Paris, le treize novembre 1967, la journaliste Diane Moulins se rend à un concert à l’Olympia. Elle remonte la longue file de spectateurs, canalisés par des barrières de police, qui attendent pour pouvoir accéder à la salle de spectacle. Elle n’en croit pas ses yeux, du nombre de personnes dans la queue. L’un d’eux lui adresse la parole, surpris qu’elle ne sache pas qui est Oum Kalthoum, car c’est la plus grande chanteuse du monde arabe. L’astre d’Orient, la diva égyptienne. Elle parvient à entrer dans le bâtiment. Elle explique qu’elle est journaliste et qu’elle a été invitée par Bruno Coquatrix. Un monsieur à l’accueil lui indique qu’il va l’en informer. Elle rejoint la salle et s’assoit. Les musiciens en costume entrent en scène. Les applaudissements retentissent, fournis. L’orchestre entame la première chanson, et Oum Kalthoum fait son apparition, rejoignant lentement le micro, son mouchoir à la main. Elle entame la mélopée, et dans les spectateurs sont en extase, en transe même pour certains.
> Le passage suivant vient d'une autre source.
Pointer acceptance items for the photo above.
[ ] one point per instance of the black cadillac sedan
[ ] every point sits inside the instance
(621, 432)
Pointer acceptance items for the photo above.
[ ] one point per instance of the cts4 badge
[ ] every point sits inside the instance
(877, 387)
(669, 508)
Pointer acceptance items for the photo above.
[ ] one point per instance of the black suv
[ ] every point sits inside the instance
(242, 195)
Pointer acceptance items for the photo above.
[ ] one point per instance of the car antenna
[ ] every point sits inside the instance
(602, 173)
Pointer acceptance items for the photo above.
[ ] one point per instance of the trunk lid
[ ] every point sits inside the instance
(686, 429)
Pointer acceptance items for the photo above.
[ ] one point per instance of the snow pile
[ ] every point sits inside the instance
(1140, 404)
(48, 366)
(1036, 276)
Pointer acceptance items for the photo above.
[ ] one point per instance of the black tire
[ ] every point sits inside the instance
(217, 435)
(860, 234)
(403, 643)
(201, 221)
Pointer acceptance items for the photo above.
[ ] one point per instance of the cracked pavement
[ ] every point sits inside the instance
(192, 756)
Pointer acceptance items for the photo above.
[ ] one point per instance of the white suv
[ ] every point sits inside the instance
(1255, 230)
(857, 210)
La représentation se termine sous des applaudissements nourris. Quelle performance ! Tenir trois heures sur scène avec seulement trois chansons. Chaque récital est unique. C’est la signature d’une diva. Diane Moulins fait la connaissance de Bruno Coquatrix qui lui confie que la réussite de ce soir n’était pas gagnée d’avance. Il y a trois jours, il n’avait pas vendu la moitié des billets, et aujourd’hui c’est plein à craquer. L’idée de ce spectacle lui a été suggérée par Charles de Gaulle lui-même qui a beaucoup d’admiration pour elle. Alors que la chanteuse sort sous le crépitement des flashs, la journaliste demande au directeur s’il pourrait lui organiser un entretien avec elle avant son départ. Le lendemain, elle pénètre dans la suite de Kalthoum à l’hôtel George V. Elle fait la connaissance de Sadik Ahmed, son imprésario, puis d’Oum Kalthoum elle-même. Tout le monde prend place dans le salon, avec une tasse de thé, et l’entretien peut commencer. À la question sur son succès, la chanteuse répond qu’elle ne triche pas et que les spectateurs le sentent. Elle est à eux totalement à chaque récital. Elle ne se cache derrière aucun artifice. Ils la reconnaissent comme une des leurs. Une femme du peuple ! Elle continue : elle est née en Égypte, un soir de ramadan à Tmaé, un village du delta du Nil, au nord du Caire.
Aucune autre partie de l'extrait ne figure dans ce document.